Saturday, December 18, 2010

How did I get here?

I went to college and majored in Business. I didn’t know what I wanted to do with that degree, when I graduated, but I had a pretty good idea of what I didn’t want to do. I didn’t want to be in sales. So in the ensuing seventeen years since I graduated from college, I have only spent 16 of them as a salesman, not including periods of unemployment.

Sales is my vocation. That is what I do for a living. But, I always wanted to be an artist. For as long as I can remember, although, I do remember a period of wanting to be a stuntman and can’t account for that in chronological in detail. Why doesn’t someone who wants to be an artist go to art school? Answer: Because he is pragmatic. That is a fancy way of saying practical. A practical person realizes that they can always draw stuff and goes to business school to have something useful to fall on. A dreamer goes to art school in spite of the unlikelihood of making a living and slim chance that they will ever produce work that someone will buy.

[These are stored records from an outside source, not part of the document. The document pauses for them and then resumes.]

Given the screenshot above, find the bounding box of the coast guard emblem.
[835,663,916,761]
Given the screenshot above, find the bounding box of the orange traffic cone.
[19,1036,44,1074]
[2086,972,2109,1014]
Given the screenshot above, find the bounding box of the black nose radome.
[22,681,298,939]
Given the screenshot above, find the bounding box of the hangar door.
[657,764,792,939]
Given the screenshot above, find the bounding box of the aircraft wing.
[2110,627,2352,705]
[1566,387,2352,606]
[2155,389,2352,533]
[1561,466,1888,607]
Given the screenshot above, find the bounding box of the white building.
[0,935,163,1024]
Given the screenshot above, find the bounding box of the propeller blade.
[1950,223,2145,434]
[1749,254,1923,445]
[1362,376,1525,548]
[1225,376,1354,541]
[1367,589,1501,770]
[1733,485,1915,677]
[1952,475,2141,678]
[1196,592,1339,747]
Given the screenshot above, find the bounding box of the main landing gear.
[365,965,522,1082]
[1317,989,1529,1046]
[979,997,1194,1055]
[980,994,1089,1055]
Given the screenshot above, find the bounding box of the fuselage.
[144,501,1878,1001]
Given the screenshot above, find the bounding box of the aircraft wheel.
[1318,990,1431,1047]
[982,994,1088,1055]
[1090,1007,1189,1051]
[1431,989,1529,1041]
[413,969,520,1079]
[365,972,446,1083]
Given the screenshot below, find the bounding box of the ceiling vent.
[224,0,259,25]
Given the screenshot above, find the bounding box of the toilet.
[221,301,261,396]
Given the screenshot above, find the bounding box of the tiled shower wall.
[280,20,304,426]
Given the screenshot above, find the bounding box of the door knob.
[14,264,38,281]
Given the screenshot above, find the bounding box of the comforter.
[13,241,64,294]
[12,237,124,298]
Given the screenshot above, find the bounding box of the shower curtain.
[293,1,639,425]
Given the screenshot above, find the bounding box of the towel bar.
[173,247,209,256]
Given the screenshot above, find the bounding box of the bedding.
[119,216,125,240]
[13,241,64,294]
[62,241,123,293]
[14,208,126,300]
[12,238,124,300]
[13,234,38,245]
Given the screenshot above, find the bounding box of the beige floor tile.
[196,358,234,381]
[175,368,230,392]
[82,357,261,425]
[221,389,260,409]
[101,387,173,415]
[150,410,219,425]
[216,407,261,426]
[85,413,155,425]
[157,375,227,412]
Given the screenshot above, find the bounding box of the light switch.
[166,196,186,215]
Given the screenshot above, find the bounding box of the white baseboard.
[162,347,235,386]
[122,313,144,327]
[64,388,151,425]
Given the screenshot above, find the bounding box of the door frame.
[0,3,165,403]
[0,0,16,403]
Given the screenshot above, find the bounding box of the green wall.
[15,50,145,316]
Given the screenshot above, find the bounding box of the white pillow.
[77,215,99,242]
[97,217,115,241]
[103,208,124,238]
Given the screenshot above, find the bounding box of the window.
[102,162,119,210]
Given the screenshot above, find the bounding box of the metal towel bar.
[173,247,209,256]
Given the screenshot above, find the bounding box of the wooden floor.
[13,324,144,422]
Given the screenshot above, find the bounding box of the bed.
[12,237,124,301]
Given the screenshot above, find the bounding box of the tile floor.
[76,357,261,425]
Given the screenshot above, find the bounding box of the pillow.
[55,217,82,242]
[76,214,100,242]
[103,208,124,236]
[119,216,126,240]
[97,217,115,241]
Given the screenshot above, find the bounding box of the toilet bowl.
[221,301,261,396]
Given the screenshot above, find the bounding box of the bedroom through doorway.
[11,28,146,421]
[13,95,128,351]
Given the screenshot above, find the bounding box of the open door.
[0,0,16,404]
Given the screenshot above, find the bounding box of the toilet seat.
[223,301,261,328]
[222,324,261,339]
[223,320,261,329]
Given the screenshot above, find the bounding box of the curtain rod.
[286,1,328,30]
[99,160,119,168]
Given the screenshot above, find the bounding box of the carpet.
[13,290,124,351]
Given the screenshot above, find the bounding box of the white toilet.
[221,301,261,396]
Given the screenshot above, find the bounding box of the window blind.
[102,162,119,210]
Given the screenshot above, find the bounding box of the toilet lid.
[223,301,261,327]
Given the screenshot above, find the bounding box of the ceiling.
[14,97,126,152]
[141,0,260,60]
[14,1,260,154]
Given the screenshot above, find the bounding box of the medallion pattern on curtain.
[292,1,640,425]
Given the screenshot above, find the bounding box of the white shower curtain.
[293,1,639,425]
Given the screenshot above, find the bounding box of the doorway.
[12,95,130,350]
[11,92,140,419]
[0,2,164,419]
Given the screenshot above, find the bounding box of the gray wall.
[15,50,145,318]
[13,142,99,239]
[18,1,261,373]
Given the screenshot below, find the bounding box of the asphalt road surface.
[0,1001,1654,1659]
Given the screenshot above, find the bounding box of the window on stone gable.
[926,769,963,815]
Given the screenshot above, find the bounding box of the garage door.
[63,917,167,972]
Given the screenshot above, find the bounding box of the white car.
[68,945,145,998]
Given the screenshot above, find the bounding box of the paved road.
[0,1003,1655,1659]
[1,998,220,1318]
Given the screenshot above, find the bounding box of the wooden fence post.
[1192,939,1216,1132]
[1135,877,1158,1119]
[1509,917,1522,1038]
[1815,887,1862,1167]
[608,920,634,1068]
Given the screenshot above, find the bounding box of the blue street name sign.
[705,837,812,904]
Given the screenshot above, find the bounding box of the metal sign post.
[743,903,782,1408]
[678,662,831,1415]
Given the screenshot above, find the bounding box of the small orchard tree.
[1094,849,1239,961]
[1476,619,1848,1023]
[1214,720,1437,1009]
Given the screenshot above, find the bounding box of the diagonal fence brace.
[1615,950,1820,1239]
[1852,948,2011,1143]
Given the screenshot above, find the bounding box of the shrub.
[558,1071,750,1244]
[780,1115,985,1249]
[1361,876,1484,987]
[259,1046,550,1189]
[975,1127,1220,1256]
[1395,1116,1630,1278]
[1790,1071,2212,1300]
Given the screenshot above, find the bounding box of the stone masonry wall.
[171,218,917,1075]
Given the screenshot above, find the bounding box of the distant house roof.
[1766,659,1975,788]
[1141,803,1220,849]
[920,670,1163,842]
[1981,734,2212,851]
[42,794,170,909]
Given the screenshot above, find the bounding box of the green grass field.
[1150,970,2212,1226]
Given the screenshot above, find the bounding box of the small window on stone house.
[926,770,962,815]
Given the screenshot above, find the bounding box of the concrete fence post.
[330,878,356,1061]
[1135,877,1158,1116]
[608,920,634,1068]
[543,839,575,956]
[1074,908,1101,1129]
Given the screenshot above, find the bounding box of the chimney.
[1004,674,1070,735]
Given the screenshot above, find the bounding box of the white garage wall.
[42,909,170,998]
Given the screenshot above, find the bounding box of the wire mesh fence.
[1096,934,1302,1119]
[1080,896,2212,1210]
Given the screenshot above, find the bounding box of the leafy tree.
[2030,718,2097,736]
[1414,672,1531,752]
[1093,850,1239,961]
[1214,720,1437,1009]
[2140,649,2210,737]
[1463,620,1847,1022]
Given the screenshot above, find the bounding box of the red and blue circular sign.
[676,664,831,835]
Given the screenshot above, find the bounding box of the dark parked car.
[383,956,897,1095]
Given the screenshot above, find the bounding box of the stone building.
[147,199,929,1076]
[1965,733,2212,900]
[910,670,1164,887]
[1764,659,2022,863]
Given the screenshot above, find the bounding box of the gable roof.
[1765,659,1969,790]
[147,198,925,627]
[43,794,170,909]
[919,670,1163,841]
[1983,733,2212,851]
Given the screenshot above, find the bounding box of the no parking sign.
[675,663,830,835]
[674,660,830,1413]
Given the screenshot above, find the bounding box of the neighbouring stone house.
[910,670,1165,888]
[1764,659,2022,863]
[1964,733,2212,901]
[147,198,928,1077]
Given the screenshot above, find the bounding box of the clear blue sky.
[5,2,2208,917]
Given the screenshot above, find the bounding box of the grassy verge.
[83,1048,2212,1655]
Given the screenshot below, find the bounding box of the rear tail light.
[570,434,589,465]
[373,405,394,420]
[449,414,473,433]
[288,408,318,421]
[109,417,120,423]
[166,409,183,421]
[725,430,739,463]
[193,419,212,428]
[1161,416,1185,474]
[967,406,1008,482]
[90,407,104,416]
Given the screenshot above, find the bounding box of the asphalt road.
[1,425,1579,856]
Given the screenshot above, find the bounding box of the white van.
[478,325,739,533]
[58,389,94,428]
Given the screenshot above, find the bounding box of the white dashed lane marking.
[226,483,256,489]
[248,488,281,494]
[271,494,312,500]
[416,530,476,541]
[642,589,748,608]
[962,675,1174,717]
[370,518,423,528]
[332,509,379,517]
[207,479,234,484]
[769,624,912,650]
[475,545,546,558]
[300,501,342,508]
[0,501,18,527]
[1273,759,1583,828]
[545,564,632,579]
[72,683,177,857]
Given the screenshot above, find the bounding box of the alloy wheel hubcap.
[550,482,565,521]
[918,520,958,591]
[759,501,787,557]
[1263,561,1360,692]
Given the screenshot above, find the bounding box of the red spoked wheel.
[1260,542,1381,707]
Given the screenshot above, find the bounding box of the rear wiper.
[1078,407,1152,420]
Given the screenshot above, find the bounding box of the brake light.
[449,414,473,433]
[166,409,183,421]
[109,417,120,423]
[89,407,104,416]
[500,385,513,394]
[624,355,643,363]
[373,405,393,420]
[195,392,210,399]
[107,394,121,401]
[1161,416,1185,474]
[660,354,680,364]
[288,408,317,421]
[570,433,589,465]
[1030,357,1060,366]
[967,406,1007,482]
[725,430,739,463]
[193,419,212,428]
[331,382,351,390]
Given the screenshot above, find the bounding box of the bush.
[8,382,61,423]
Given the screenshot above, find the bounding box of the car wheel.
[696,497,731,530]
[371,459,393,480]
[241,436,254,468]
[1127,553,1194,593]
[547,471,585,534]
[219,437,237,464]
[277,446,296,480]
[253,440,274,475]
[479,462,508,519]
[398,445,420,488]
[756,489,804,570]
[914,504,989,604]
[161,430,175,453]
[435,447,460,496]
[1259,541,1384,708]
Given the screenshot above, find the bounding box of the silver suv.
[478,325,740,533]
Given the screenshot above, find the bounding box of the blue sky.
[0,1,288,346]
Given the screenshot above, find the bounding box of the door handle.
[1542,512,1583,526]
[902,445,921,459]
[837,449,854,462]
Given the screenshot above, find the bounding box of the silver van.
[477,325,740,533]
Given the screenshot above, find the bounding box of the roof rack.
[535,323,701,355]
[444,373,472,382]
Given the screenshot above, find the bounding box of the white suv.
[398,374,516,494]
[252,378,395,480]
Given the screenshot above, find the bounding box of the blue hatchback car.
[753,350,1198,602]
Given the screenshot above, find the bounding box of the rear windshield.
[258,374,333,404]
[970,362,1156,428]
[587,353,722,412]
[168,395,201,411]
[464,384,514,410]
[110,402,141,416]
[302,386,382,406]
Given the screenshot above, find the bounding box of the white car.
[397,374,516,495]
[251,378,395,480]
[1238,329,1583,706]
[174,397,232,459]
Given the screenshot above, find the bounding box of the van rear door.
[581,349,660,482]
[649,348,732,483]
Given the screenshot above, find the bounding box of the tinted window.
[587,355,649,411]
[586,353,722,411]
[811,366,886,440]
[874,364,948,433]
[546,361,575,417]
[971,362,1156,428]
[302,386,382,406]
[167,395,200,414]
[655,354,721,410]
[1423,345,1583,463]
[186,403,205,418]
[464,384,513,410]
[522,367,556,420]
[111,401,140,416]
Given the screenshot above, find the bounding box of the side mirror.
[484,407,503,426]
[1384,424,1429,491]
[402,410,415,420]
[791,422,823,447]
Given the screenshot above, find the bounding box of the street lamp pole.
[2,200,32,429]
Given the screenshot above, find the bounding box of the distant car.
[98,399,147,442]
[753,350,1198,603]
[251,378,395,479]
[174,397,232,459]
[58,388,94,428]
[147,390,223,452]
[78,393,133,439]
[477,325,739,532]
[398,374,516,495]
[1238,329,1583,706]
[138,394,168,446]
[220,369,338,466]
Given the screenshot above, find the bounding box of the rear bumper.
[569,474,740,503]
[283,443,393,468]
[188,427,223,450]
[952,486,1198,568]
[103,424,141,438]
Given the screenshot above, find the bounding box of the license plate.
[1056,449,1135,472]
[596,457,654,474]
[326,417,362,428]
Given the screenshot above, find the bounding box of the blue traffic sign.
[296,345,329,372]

Somehow, even though it’s not what I set out to do, I ended up an artist who does quirky pieces of art in an oil pastel medium who sells them at art festivals. I can say for sure that he artist part was something that I aspired to, but the rest was quite random. It’s like I Knew that I wanted to be on the beach, but what beach and what washed up on the beach was an intersection o random events.

I do quirky pieces because the first job that I had after I graduated with an MBA was doing art with a silk screen company that did T-shirts. I was initially hired to build the business and do art sometimes, but an unforeseen tax liability on behalf of the owner soon had me cleaning silk screens, folding printed shirts and sometimes doing art. Every now and then, the full time artist on staff would do a line drawing of a specific, absurd, potential moment in time that seemed so random it always made me laugh and overwhelmingly clever. The theme of these pieces revolved around corn. I remember one having Ernie from the “My Three Sons” television show growing up to become a door to door corn salesman with a balding overweight bespectacled aged Ernie in a Hawaiian shirt holding up a peeled piece of corn. So I thank Mark Weber for pointing me in the direction of the absurd.

I had a friend come to visit who bought some oil pastels when we went to an art supply store. She forgot to take them with her and they sat around for two years before I decided to play with them. I didn’t like the line control and the way they smeared at first, but I accidentally scratched one of the pieces that I worked on and the color underneath it came through in such a brilliant manner. Thank you Anita for so much more than that.

I only knew that if you had some art, you should try to get into some galleries. How wrong was I? A gallery is a place to drink wine and eat cheese. If you want to sell art, you have to do something else. I was friends with a couple who were starting to do art festivals outside of my area. At the time I thought you would e just as likely to sell locally as you would in any other area. Derrick and Tanya Johnson introduced me to the Idea of art festivals. My Father and his craft festivals put gave me the hardware to be successful with, and Susan pushed me to be a part of a festival crowd that I could be successful with.